Lo advierte con claridad meridiana mi amigo José María Tomás y Tío en un artículo publicado en el Diario Levante. José María -hombre cabal-, magistrado de lo penal, es presidente de la Sección Segunda de la Audiencia Provincial de Valencia: “La libertad se ejerce en positivo. El NO en absoluto legitima lo que requiere el SÍ (…). El texto penal que marca los contornos de la acción punible requiere que “medie el consentimiento”, equivalente a que concurra la libertad”.

¿Acaso hubo un sí de “C”?

Por cierto en la sentencia temo entrever alguna patología en el voto particular: la observancia de placer en la dominación y la sumisión de la víctima no anuncia buena salud sexual. El magistrado y quienes tutelan su ético desarrollo profesional deberían hacérselo mirar.

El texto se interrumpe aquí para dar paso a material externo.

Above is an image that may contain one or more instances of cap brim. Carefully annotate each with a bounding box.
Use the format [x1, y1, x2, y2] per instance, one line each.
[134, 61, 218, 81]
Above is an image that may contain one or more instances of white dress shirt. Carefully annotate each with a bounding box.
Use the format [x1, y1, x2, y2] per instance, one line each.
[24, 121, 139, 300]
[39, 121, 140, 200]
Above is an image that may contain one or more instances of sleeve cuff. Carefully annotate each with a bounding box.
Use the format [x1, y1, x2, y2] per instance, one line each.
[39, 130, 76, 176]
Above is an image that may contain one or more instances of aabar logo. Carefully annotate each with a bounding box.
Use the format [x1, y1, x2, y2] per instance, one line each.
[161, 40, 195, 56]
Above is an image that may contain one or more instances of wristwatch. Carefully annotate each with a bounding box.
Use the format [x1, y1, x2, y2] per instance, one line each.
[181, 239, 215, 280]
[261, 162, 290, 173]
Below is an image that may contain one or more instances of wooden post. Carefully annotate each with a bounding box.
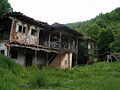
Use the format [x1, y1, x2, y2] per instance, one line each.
[48, 33, 51, 47]
[33, 50, 37, 64]
[45, 52, 48, 66]
[7, 46, 11, 57]
[59, 32, 62, 49]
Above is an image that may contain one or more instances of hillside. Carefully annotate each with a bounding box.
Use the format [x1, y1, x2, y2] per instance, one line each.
[66, 8, 120, 56]
[0, 55, 120, 90]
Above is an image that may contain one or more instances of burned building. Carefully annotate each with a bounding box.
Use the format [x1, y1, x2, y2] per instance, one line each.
[0, 12, 83, 69]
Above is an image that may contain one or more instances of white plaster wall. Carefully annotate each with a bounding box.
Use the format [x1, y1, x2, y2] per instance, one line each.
[0, 43, 7, 56]
[61, 53, 72, 69]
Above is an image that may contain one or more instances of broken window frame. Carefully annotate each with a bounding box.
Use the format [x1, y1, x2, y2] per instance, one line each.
[17, 24, 27, 33]
[11, 50, 18, 59]
[30, 28, 38, 37]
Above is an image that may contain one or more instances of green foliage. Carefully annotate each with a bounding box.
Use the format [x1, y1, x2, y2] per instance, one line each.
[0, 0, 12, 16]
[0, 55, 120, 90]
[66, 8, 120, 57]
[98, 28, 114, 54]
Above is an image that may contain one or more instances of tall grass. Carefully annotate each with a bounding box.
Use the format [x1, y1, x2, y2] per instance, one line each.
[0, 55, 120, 90]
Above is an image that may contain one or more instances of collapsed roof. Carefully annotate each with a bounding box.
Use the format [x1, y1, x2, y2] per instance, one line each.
[0, 12, 83, 36]
[51, 23, 83, 36]
[1, 12, 50, 29]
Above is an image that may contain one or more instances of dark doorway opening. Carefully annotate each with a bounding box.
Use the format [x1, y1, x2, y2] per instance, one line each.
[26, 54, 33, 67]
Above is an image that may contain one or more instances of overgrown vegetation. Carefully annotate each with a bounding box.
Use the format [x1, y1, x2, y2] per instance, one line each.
[0, 55, 120, 90]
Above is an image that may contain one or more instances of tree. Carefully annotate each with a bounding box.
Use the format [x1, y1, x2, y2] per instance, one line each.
[0, 0, 13, 16]
[98, 28, 114, 54]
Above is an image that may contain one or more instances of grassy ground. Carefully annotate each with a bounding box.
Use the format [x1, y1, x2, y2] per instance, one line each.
[0, 55, 120, 90]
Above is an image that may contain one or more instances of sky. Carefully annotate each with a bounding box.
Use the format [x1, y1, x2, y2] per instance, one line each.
[8, 0, 120, 24]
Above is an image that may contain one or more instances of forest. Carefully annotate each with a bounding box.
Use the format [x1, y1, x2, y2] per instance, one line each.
[0, 0, 120, 90]
[66, 8, 120, 62]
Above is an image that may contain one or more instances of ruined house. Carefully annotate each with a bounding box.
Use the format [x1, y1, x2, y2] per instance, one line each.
[0, 12, 83, 69]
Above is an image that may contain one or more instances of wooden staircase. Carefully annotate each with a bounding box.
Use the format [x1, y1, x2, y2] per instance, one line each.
[49, 51, 67, 68]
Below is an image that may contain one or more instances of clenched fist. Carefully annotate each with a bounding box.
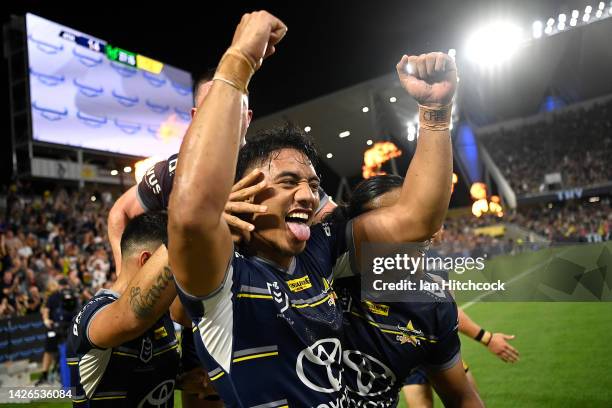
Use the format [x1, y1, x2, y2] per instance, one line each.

Como José María, como cientos de mensajes masculinos que he leído, al igual que una buena parte de los hombres, ellos se abochornan y abaten. Les encoleriza la sentencia y les sofocan comportamientos a los que quizá no habían prestado ni la atención ni la importancia debidas. Al mismo tiempo ignoran cómo ponerles freno, cómo trazar límites y advertir a sus congéneres que “así NO”.

¿Cómo? Situando en el centro de todo al ser humano, con independencia del género. Transformando el “consentimiento” en con sentimiento.

Si bien somos seres imperfectos, tenemos la obligación de mejorarnos.